Fabio Pavesi, Il Sole 24 Ore 16/5/2012, 16 maggio 2012
IL CONTO DI ATENE AL TAVOLO DI FRANCIA E GERMANIA
La miopìa dell’Europa a guida germanica nell’imporre austerità e rigore alla Grecia ha già avuto un costo salatissimo. Quello politico è di aver radicalizzato e rafforzato le posizioni dei fautori di un’uscita dall’euro; quello economico è tutto scritto nei bilanci delle banche di tutta Europa e di conseguenza nella continua caduta dei prezzi dei titoli del credito.

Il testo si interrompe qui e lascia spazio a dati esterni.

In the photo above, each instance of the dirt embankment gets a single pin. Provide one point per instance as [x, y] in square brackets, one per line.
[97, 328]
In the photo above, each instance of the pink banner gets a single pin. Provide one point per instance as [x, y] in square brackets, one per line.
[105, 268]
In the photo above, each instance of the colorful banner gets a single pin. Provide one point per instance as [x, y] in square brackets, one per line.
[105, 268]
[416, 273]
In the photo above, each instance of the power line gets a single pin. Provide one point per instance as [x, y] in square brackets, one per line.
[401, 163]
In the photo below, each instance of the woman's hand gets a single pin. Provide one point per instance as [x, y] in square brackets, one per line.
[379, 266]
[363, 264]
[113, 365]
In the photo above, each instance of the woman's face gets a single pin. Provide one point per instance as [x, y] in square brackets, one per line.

Solo per stare alle banche elleniche, il prezzo dello stillicidio greco ha pesato per 28 miliardi di euro. Sono le perdite messe a bilancio dai primi 5 istituti per lo swap sui titoli governativi in portafoglio. Ventotto miliardi sono una cifra colossale, dato che le varie National Bank of Greece, Piraeus Bank, Alpha Bank, Ate Bank ed Efg capitalizzano oggi tutte insieme un decimo di quei 28 miliardi. Banche zombie direbbe qualcuno. Chi mai metterà mano al portafoglio per iniettare soldi freschi per un valore dieci volte tanto il prezzo di mercato delle banche di Atene? Il Governo, tramite il pacchetto di aiuti internazionali, che può svanire di colpo se la Grecia uscirà dall’euro? I privati? Coloro cioè che hanno già visto un taglio di due terzi nel valore dei vecchi bond greci? Non pare proprio.
Perdite per 80 miliardi
Ma il conto non si ferma certamente alla Grecia. I creditori privati (in gran parte banche) avevano in pancia 200 miliardi di bond ellenici. Tolti i 50 miliardi detenuti dalle prime banche greche e i 50 miliardi in pancia alla Bce restavano prima dell’approvazione dello swap 100 miliardi appannaggio di banche europee e americane. Lo scambio con i nuovi bond di Atene ha significato perdite per circa il 70% del valore dei vecchi titoli: in soldoni tolte le grandi banche Usa, gli istituti europei hanno incamerato perdite per almeno 50 miliardi. Sommateli alle perdite subìte dalle banche sotto il Partenone e il sacrificio chiesto al sistema bancario del Vecchio continente vale finora 80 miliardi.
Ma questo è il passato. Se domani Atene decide di lasciare la moneta unica anche i nuovi bond rischiano di diventare carta straccia e allora il conto finale pagato all’agonia ateniese può giungere ad almeno 100 miliardi.
E i segni della ferita greca nei conti bancari sono tuttora visibili. L’altroieri il Credit Agricole ha di nuovo ripulito le scorie greche. Tra la svalutazione dei bond e gli accantonamenti per la banca greca Emporiki, di cui la banca francese detiene una quota di capitale, il prezzo pagato nel primo trimestre è stato di 940 milioni di perdite.
Ma il fardello per le banche del prezzo pagato all’agonia di Atene pesa ormai da molto tempo. L’ipotesi sempre più accreditata di un’uscita dalla moneta unica ha visto sia lunedì che martedì la picchiata dei titoli bancari in tutta Europa.
La crisi delle banche Ue
E ad andare a ritroso si scopre che da inizio 2010, dall’avvio della crisi ellenica, le banche di Atene hanno azzerato di fatto il loro valore con perdite tra il 90% e il 97%. I due big spagnoli (Santander e Bbva) hanno dimezzato le quotazioni in soli due anni e mezzo. Ancora più pesante il bilancio per Intesa Sanpaolo (-65% da inizio 2010) e UniCredit con un sonoro -82 per cento. Ovvio che per l’Italia conti il forte peso specifico delle banche sul listini e quindi se si vende Italia, si vendono in primis le banche.
Bruciati 270 miliardi
Ma anche la solida Germania paga dazio all’insistita agonia di Atene: Deutsche Bank lascia sul terreno dall’inizio della crisi greca ben il 35% del suo valore, mentre per Commerzbank la caduta è del 68% a fronte di un Dax positivo per il 3%. E il terzetto britannico (Lloyd’s; Barclays e Rbs) vede perdite per un terzo del valore contro l’indice che perde solo il 4 per cento. L’effetto domino per le banche di tutta Europa in realtà c’è già stato. E se si guarda all’indice bancario dello Stoxx600 si scopre che da inizio del 2010 sono stati bruciati 270 miliardi di capitalizzazione. In buona parte sull’altare di Atene e della miopìa della Merkel.